Imagine the World you Want to Live in: A Study on Developmental Change in Doctor-Patient Interaction
DOI:
https://doi.org/10.7146/ocps.v1i1.3843Keywords:
action, doctor patient interaction, zone of proximal developmentAbstract
The article focuses on talk and cognition in terms of action. It outlines methodological alternatives for approaches addressing meaning construction and the accounts people give of their actions. There are studies, rooted especially in phenomenology and ethnomethodology, that manifest the idea of intersubjective reality seen as achievements of situated actions. In this framework, conversation and communication are seen per se as significant forms of social action. Instead of intersubjective reality, often brought about with an inductive research method, the article argues for instrumental reality as the context for understanding talk and cognition in terms of action. The aim is a method that studies multivoicedness of activity in terms of situated actions. The method integrates situational features in dialogue with the cultural-historical processes of meaning construction. It is based on the theoretical notion of activity as a system that emerges and changes in time and place through internal contradictions. In the context of instrumentality, dialogical processes are also considered historically emerging and internally conflicting processes of rationality. I discuss this method with data on conversations between a patient and a doctor at a primary health care consultation.
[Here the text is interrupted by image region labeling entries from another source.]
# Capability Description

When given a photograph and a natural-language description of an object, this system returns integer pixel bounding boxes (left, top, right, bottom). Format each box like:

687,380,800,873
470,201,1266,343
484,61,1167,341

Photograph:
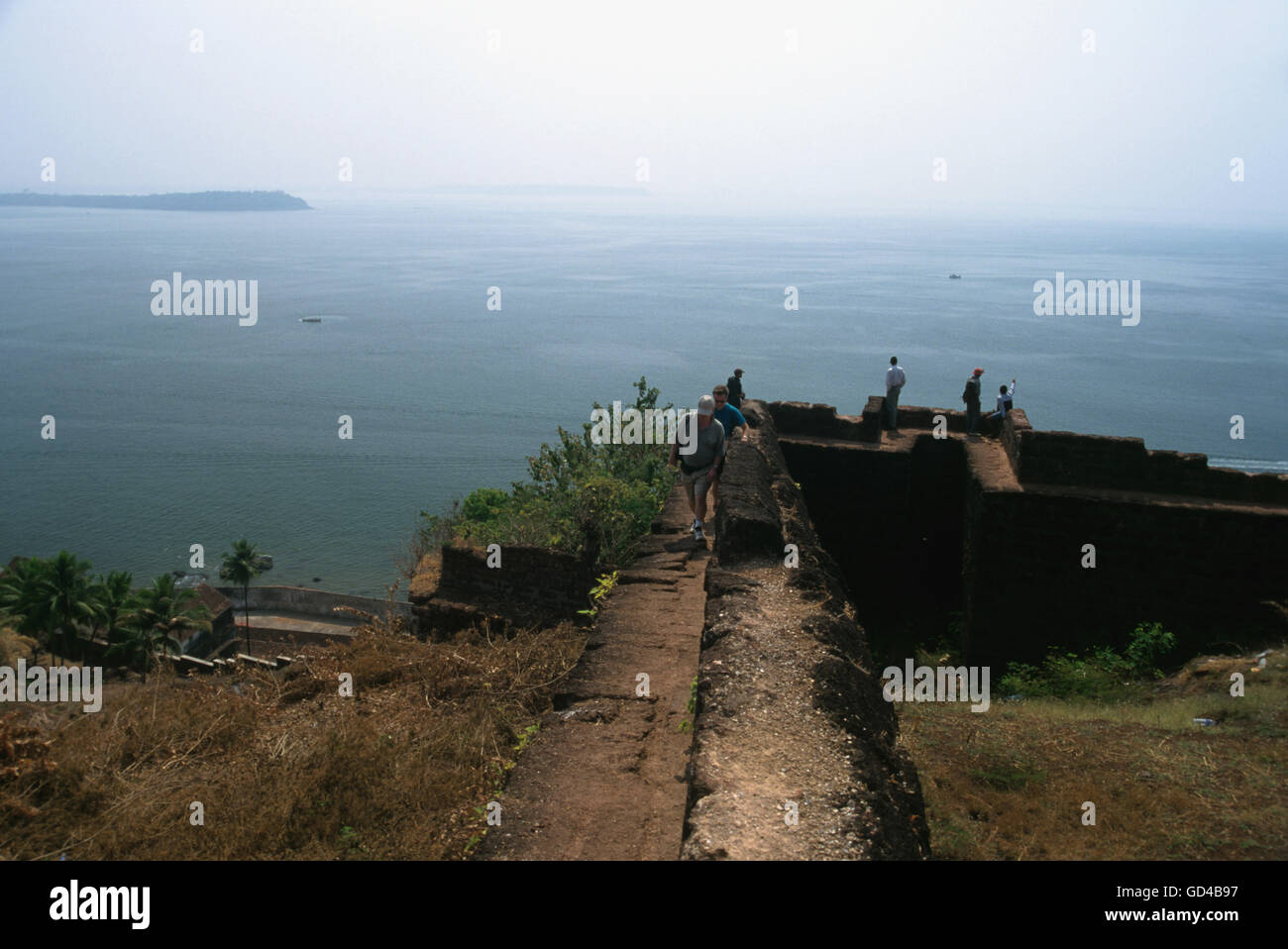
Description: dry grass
898,649,1288,860
0,607,585,860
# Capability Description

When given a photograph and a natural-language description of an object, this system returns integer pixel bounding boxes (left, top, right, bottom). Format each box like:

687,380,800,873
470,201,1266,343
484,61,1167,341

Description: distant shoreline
0,190,313,211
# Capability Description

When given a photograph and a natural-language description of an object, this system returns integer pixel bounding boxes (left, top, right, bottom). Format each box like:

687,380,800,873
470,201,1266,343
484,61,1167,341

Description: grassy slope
0,615,585,860
898,649,1288,860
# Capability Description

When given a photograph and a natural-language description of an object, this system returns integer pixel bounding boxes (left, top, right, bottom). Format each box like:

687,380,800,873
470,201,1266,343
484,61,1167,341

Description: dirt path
478,489,708,860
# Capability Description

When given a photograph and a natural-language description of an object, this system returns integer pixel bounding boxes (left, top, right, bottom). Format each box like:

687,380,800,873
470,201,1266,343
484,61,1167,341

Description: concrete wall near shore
216,585,411,619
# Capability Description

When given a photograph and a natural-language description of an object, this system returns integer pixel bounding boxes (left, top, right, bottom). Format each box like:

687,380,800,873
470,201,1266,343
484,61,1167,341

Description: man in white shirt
885,356,909,431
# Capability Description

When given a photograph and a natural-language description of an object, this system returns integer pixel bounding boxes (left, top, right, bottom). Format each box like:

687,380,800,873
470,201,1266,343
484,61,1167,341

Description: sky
0,0,1288,222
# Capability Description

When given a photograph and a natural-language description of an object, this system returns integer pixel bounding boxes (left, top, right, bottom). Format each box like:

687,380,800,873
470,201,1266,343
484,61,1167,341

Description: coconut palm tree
90,571,134,645
0,558,51,636
107,573,210,679
38,550,98,658
219,537,263,656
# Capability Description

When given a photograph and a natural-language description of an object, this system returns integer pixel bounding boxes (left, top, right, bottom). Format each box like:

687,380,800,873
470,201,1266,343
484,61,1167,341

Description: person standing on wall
707,385,747,514
885,356,909,431
988,378,1015,421
726,369,743,408
962,369,984,435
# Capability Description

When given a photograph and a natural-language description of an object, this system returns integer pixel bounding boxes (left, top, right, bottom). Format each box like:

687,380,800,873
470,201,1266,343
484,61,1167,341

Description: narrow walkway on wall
478,488,711,860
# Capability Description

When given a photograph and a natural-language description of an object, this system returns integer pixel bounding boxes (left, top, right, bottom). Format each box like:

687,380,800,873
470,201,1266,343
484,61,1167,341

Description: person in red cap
962,369,984,435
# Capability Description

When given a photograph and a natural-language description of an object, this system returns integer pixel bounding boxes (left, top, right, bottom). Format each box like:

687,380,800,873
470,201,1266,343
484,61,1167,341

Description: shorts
680,465,715,499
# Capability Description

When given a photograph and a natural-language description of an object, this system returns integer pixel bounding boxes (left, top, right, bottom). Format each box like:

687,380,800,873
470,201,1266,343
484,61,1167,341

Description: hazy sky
0,0,1288,227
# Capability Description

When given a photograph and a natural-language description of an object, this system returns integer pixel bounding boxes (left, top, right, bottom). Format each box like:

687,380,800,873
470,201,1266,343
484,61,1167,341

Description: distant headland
0,190,313,211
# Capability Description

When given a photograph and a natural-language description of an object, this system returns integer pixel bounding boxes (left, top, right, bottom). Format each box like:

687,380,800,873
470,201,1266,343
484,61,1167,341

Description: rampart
684,402,928,859
769,396,1288,665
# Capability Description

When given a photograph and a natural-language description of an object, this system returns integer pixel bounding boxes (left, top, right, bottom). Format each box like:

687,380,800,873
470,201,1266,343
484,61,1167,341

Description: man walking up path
886,356,909,431
962,369,984,435
666,395,724,544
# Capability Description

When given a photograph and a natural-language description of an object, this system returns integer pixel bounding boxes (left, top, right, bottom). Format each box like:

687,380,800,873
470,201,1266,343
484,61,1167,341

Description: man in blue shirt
708,385,747,510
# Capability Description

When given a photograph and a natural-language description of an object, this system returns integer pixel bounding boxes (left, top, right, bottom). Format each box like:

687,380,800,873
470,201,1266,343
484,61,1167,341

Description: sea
0,193,1288,598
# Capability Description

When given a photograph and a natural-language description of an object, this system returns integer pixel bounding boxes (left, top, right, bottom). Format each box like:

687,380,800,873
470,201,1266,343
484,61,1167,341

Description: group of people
667,369,747,541
885,356,1015,435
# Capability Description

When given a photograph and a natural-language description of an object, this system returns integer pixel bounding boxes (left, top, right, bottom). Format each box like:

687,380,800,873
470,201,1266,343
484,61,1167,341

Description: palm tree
0,558,51,636
38,550,98,658
219,537,263,656
90,571,134,645
107,573,210,680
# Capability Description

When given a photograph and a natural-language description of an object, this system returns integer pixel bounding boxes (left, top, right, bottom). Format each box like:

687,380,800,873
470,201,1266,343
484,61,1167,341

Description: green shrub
420,377,674,570
1000,623,1176,700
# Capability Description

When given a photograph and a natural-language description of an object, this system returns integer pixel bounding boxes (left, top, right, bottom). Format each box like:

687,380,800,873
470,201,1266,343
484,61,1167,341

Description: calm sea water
0,194,1288,595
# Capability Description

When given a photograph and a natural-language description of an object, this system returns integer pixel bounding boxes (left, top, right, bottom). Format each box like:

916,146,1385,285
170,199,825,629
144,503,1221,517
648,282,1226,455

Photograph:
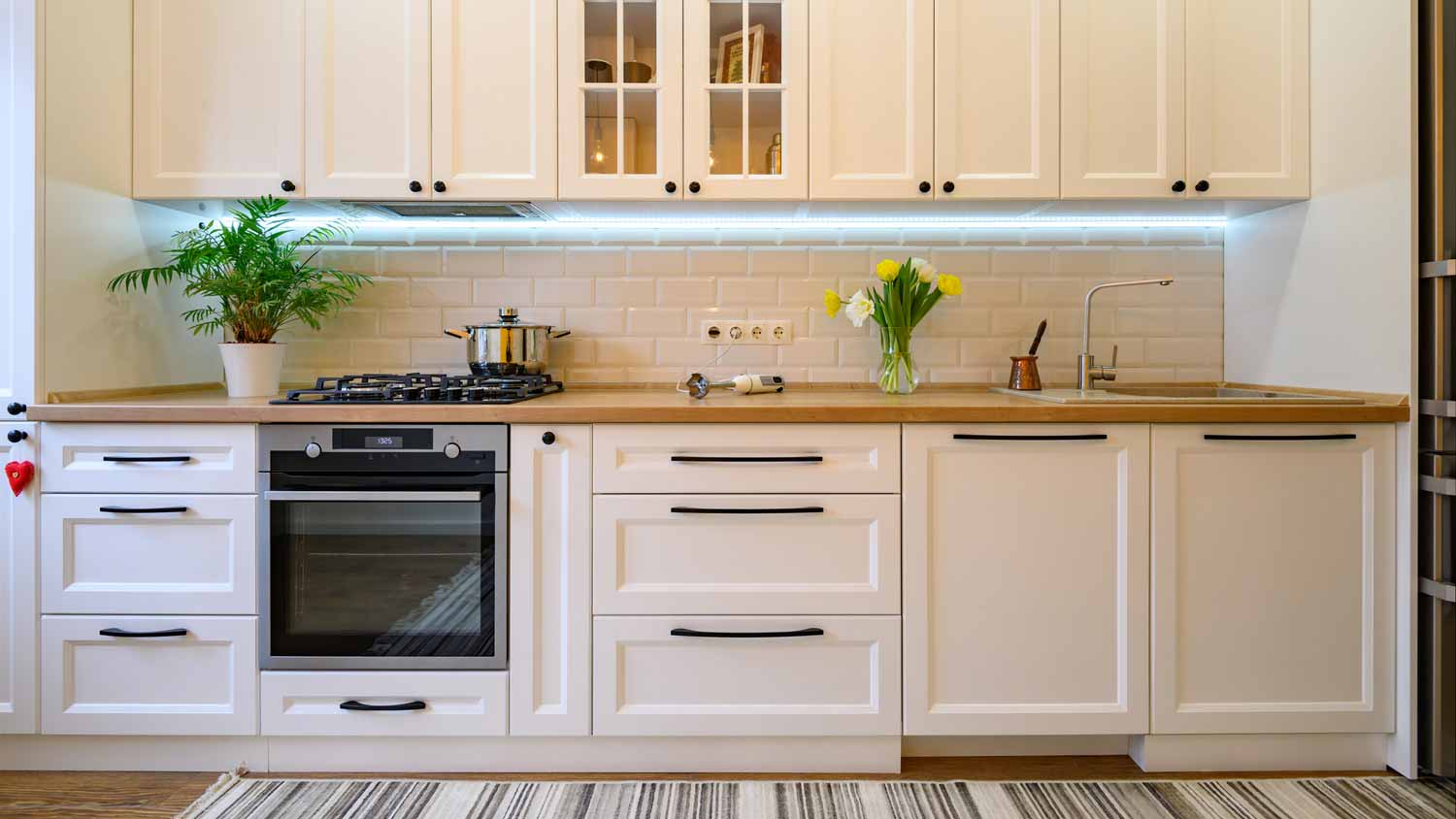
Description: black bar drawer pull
340,700,430,711
952,434,1107,441
101,629,186,639
673,455,824,464
670,507,824,515
1203,432,1357,441
101,455,192,464
670,629,824,640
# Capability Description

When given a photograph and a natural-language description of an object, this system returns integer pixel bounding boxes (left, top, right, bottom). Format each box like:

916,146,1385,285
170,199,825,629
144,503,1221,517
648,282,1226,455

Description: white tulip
844,289,876,327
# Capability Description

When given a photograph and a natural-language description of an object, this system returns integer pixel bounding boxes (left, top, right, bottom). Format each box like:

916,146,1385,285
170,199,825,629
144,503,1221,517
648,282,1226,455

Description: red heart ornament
5,461,35,498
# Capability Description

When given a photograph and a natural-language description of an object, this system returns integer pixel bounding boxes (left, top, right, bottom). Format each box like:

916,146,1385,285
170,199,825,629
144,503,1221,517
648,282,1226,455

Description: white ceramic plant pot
217,344,288,399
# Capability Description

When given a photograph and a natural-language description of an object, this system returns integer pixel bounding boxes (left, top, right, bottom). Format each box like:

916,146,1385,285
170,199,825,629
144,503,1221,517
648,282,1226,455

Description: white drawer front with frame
41,617,258,735
262,671,509,737
40,423,258,495
593,423,900,493
593,495,900,614
593,617,900,737
41,495,258,614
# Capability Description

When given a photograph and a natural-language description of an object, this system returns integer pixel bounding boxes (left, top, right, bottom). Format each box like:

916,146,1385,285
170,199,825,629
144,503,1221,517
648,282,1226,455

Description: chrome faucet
1077,277,1174,390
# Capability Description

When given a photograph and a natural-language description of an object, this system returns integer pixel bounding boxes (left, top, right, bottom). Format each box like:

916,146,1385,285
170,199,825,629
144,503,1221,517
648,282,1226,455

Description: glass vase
879,327,920,396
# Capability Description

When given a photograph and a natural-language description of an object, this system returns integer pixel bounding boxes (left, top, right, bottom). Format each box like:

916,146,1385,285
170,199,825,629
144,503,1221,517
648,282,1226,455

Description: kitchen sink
993,385,1365,405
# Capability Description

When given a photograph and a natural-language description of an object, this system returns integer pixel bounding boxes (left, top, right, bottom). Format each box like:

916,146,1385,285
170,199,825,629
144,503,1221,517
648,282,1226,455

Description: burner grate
270,373,565,405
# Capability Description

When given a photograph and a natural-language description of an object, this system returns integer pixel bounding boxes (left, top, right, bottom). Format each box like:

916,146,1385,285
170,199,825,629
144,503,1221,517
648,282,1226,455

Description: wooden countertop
26,384,1411,423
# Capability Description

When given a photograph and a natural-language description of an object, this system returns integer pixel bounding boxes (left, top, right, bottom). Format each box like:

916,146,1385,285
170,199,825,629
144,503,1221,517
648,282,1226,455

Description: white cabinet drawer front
593,495,900,614
593,617,900,737
262,671,507,737
41,495,258,614
593,423,900,493
40,423,258,493
41,617,258,735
The study considers medical knowledge less as a substance than as a historically produced perspective through which the rationality of problem solving is accomplished by doctor and patient. The study aims to break away from the epistemological dualism of conflicting domains of meaning: the one of medicine that is objective and the one of experience that is subjective. The context of instrumentality includes a working hypothesis of a zone of proximal development of the doctor-patient relationship.